The upcoming provincial budget in the context of falling oil prices looms large on the current Alberta radar. While no one can be sure what options the Premier is considering, further cuts to post-secondary education – while we are still dealing with the fallout of the 7.3% cut in 2013 – could be one of those options. If you have concerns about this possibility, or advice you would like to share concerning revenue, taxes, or other budgetary matters, I would encourage you to write to your MLA and/or directly to Premier Prentice. The quickest way to obtain contact information is through the Legislative Assembly website:  http://www.assembly.ab.ca/net/index.aspx?p=mla_home. The Alberta government is also inviting public input on the upcoming provincial budget through an online survey. The survey, which consists of 16 questions, will be available until February 28 and can be found at http://alberta.ca/Budget.cfm.

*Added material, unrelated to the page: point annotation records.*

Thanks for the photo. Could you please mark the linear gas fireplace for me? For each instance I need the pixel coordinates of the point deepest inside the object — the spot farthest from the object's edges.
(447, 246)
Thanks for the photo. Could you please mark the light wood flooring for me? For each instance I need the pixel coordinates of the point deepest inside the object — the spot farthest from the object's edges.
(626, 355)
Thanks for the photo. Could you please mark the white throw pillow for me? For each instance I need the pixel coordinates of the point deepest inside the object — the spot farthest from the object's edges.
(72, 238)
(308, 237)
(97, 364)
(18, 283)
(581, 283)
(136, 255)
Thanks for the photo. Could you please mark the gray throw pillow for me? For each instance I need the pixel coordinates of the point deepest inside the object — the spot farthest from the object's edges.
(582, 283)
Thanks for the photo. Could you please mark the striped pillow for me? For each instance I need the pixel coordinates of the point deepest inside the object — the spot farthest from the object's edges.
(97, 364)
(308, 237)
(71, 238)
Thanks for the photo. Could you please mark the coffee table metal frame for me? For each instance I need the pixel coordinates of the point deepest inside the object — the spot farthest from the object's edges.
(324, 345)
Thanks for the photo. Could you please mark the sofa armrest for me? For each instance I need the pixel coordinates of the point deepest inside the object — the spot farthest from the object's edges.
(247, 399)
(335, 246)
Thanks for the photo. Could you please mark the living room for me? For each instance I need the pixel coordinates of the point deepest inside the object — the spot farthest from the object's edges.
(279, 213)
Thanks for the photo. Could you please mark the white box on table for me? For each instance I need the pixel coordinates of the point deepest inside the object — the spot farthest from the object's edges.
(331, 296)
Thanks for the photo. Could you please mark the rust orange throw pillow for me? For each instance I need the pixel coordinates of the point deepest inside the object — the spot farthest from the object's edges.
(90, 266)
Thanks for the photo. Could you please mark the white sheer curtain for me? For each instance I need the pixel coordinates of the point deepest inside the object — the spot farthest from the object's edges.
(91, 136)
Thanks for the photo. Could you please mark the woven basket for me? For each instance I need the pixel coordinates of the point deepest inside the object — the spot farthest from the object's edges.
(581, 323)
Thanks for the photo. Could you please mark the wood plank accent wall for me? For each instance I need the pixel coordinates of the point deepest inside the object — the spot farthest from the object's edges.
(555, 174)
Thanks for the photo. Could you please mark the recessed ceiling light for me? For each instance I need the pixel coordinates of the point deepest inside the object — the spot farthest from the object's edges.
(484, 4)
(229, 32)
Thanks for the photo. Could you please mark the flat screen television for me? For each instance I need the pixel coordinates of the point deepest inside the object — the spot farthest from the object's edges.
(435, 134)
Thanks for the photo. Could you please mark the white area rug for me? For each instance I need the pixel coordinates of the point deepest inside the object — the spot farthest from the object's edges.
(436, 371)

Note that over the past five years the only increase from the Alberta government to the base-operating grant for post-secondary institutions was 2% in 2012. The other years saw the base grow by zero (or decline by 7.3% as mentioned) while inflation continued to increase. Universities have been on a starvation diet, even though our institution and those like us are likely our province’s best hope for a diverse and sustainable economy (both through an educated workforce and research).

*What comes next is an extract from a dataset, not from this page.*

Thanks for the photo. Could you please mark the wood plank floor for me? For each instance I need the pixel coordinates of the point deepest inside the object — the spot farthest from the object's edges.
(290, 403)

I was recently invited to make a presentation to the Alberta New Democrats during their provincial budget tour. My presentation, not surprisingly, focused on the lack of predictable and sustainable funding for post-secondary and the pressures the institution, students and academics could face because of this in the years ahead. The Faculty Association routinely voices its opinion to the provincial government directly or through the Confederation of Alberta Faculty Associations (CAFA) and welcomes any opportunity to provide its views to MLAs.

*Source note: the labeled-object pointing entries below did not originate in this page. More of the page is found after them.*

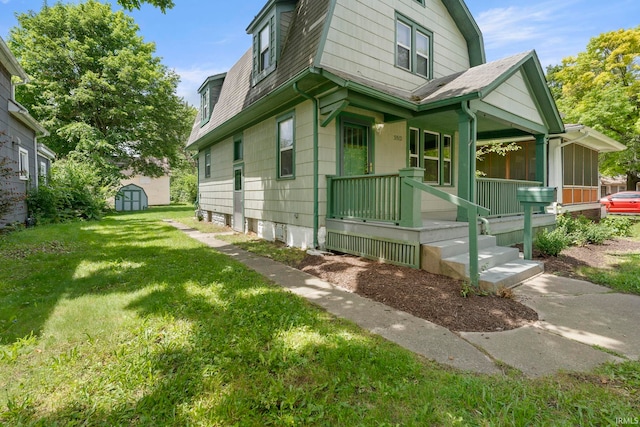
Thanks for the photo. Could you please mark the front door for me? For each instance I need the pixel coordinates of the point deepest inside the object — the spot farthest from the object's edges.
(238, 199)
(355, 147)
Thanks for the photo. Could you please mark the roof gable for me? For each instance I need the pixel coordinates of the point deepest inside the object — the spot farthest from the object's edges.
(469, 29)
(480, 81)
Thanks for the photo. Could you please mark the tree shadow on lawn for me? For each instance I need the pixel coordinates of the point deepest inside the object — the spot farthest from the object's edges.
(254, 351)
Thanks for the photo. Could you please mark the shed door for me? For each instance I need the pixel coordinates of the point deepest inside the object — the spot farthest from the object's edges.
(131, 200)
(238, 199)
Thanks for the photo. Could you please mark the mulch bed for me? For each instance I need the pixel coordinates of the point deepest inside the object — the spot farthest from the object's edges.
(438, 298)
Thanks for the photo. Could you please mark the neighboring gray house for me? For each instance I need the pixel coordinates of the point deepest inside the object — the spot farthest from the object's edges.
(353, 126)
(30, 159)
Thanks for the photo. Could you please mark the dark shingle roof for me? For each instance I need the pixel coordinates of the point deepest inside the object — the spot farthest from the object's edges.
(299, 49)
(473, 80)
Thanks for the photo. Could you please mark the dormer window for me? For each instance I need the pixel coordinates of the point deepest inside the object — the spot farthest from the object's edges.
(269, 30)
(265, 51)
(414, 46)
(204, 105)
(209, 94)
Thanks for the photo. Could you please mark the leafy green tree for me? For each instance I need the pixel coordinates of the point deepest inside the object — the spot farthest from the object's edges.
(99, 89)
(135, 4)
(600, 88)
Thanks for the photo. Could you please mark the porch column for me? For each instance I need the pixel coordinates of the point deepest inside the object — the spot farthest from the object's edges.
(410, 198)
(541, 159)
(466, 159)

In January, together with roughly 50 other participants, I attended a two and a half day Forum for Faculty Association Presidents, hosted by the Canadian Association of University Teachers (CAUT). A few highlights from the forum include Sylvain Schetagne’s (CAUT, Director of Research and Advocacy) analysis of the austerity policy that seems to dominate current provincial, national, and international politics and its effects on the post-secondary sector. One panel and open discussion was devoted to collegial governance and struggles to maintain an appropriate balance between managerial and academic decision-making. Some interesting food for thought concerning the corporatization of universities can be found in this position paper, “Circulation in the New University,” which is a critique of the (prevalent) U of Michigan model of running university: https://libcom.org/library/circulation-new-university-reclamations-journal. The main argument is that under this corporate model, universities become a point of circulation for other people’s investments and circulating financial capital gradually becomes central to the university’s core mission. Finally, as part of the panel entitled “Universities and Colleges go to Market: Exploring the impact of commercialization and corporatization,” I gave a well-received presentation about our (so far) successful thwarting of our senior leadership team’s attempt to commit to a third-party contract to reach internationalization goals.